When executing in the first datalog-ugt-log1 the command did not return information, remaining locked (running) for minutes, until I cancel with "crtl + c"
Is this behavior expected? Does it keep running indefinitely?

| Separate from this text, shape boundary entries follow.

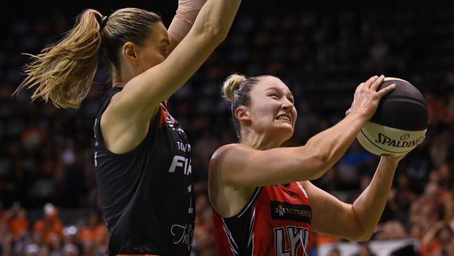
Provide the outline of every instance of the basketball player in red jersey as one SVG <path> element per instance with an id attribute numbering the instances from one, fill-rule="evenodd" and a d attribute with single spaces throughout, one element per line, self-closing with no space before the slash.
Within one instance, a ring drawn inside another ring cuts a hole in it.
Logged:
<path id="1" fill-rule="evenodd" d="M 377 92 L 383 78 L 361 83 L 345 118 L 295 148 L 279 148 L 292 136 L 297 118 L 287 86 L 270 76 L 227 79 L 224 94 L 232 101 L 240 142 L 219 148 L 210 163 L 218 255 L 309 255 L 311 230 L 351 241 L 371 236 L 402 157 L 382 157 L 353 204 L 309 180 L 339 160 L 380 99 L 395 87 Z"/>
<path id="2" fill-rule="evenodd" d="M 94 122 L 110 255 L 190 255 L 191 146 L 166 101 L 226 38 L 240 1 L 180 0 L 168 31 L 159 15 L 144 10 L 108 17 L 87 10 L 61 41 L 27 66 L 18 90 L 36 87 L 32 99 L 64 108 L 79 106 L 100 55 L 112 71 L 112 88 Z"/>

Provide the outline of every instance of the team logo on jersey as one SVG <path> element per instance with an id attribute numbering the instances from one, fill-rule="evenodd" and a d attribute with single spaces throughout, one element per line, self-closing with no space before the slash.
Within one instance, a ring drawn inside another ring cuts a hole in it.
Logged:
<path id="1" fill-rule="evenodd" d="M 271 218 L 273 220 L 288 220 L 311 223 L 312 211 L 307 204 L 293 204 L 287 202 L 272 201 Z"/>
<path id="2" fill-rule="evenodd" d="M 176 124 L 178 124 L 178 122 L 170 115 L 167 108 L 163 104 L 161 104 L 161 120 L 159 120 L 159 125 L 161 126 L 167 125 L 173 128 L 173 126 Z"/>
<path id="3" fill-rule="evenodd" d="M 276 256 L 309 256 L 310 231 L 303 227 L 275 227 L 274 249 Z"/>

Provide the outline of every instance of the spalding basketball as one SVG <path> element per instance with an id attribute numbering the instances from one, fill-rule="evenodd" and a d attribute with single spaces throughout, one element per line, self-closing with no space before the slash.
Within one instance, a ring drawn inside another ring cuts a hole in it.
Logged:
<path id="1" fill-rule="evenodd" d="M 381 98 L 376 112 L 356 137 L 364 148 L 377 155 L 411 151 L 424 140 L 429 123 L 424 97 L 409 82 L 386 78 L 379 90 L 393 83 L 395 89 Z"/>

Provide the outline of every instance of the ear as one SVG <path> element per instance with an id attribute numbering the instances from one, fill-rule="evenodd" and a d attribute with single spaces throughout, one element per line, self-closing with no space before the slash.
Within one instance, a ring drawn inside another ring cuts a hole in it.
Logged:
<path id="1" fill-rule="evenodd" d="M 235 117 L 238 121 L 251 122 L 251 115 L 247 107 L 240 106 L 235 110 Z"/>
<path id="2" fill-rule="evenodd" d="M 138 62 L 138 54 L 137 52 L 137 45 L 132 42 L 126 42 L 123 45 L 123 55 L 124 57 L 131 63 Z"/>

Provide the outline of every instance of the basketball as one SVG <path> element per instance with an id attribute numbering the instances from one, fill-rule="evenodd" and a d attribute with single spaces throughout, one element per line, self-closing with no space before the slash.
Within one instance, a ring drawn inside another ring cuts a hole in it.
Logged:
<path id="1" fill-rule="evenodd" d="M 411 151 L 424 140 L 427 129 L 427 106 L 420 92 L 400 78 L 386 78 L 379 90 L 396 87 L 385 95 L 376 112 L 361 129 L 358 141 L 377 155 L 399 156 Z"/>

Or should the requisition on this page start and end?
Code: Select all
[root@datalog-ugt-log1 ~]#
[root@datalog-ugt-log1 ~]# /bin/sh -c /usr/bin/php -q /var/www/html/nagioslogserver/www/index.php jobs > /usr/local/nagioslogserver/var/jobs.log 2>&1
^C
[root@datalog-ugt-log1 ~]# tail -f /usr/local/nagioslogserver/var/jobs.log
Running command run_alerts with args ' ' for job id: run_all_alerts
SUCCESS
Contents of the /etc/cron.d/nagioslogserver file on 4 servers.
Code: Select all
[root@datalog-ugt-log1 ~]# ssh datalog-ugt-log1 cat /etc/cron.d/nagioslogserver
# /etc/cron.d/nagioslogserver: crontab fragment for nagioslogserver
* * * * * nagios /usr/bin/php -q /var/www/html/nagioslogserver/www/index.php poller > /usr/local/nagioslogserver/var/poller.log 2>&1
* * * * * nagios /usr/bin/php -q /var/www/html/nagioslogserver/www/index.php jobs > /usr/local/nagioslogserver/var/jobs.log 2>&1
[root@datalog-ugt-log1 ~]# ssh datalog-ugt-log2 cat /etc/cron.d/nagioslogserver
# /etc/cron.d/nagioslogserver: crontab fragment for nagioslogserver
* * * * * nagios /usr/bin/php -q /var/www/html/nagioslogserver/www/index.php poller > /usr/local/nagioslogserver/var/poller.log 2>&1
* * * * * nagios /usr/bin/php -q /var/www/html/nagioslogserver/www/index.php jobs > /usr/local/nagioslogserver/var/jobs.log 2>&1
[root@datalog-ugt-log1 ~]# ssh datalog-utb-log1 cat /etc/cron.d/nagioslogserver
# /etc/cron.d/nagioslogserver: crontab fragment for nagioslogserver
* * * * * nagios /usr/bin/php -q /var/www/html/nagioslogserver/www/index.php poller > /usr/local/nagioslogserver/var/poller.log 2>&1
* * * * * nagios /usr/bin/php -q /var/www/html/nagioslogserver/www/index.php jobs > /usr/local/nagioslogserver/var/jobs.log 2>&1
[root@datalog-ugt-log1 ~]# ssh datalog-utb-log2 cat /etc/cron.d/nagioslogserver
# /etc/cron.d/nagioslogserver: crontab fragment for nagioslogserver
* * * * * nagios /usr/bin/php -q /var/www/html/nagioslogserver/www/index.php poller > /usr/local/nagioslogserver/var/poller.log 2>&1
* * * * * nagios /usr/bin/php -q /var/www/html/nagioslogserver/www/index.php jobs > /usr/local/nagioslogserver/var/jobs.log 2>&1
Re: Alerts are not running automatically
Posted: Thu Sep 21, 2017 9:33 am
by scottwilkerson
Click the button on the last image you uploaded that says "Reset All Jobs"
Somehow the run_azll_alerts got stuck in a running state.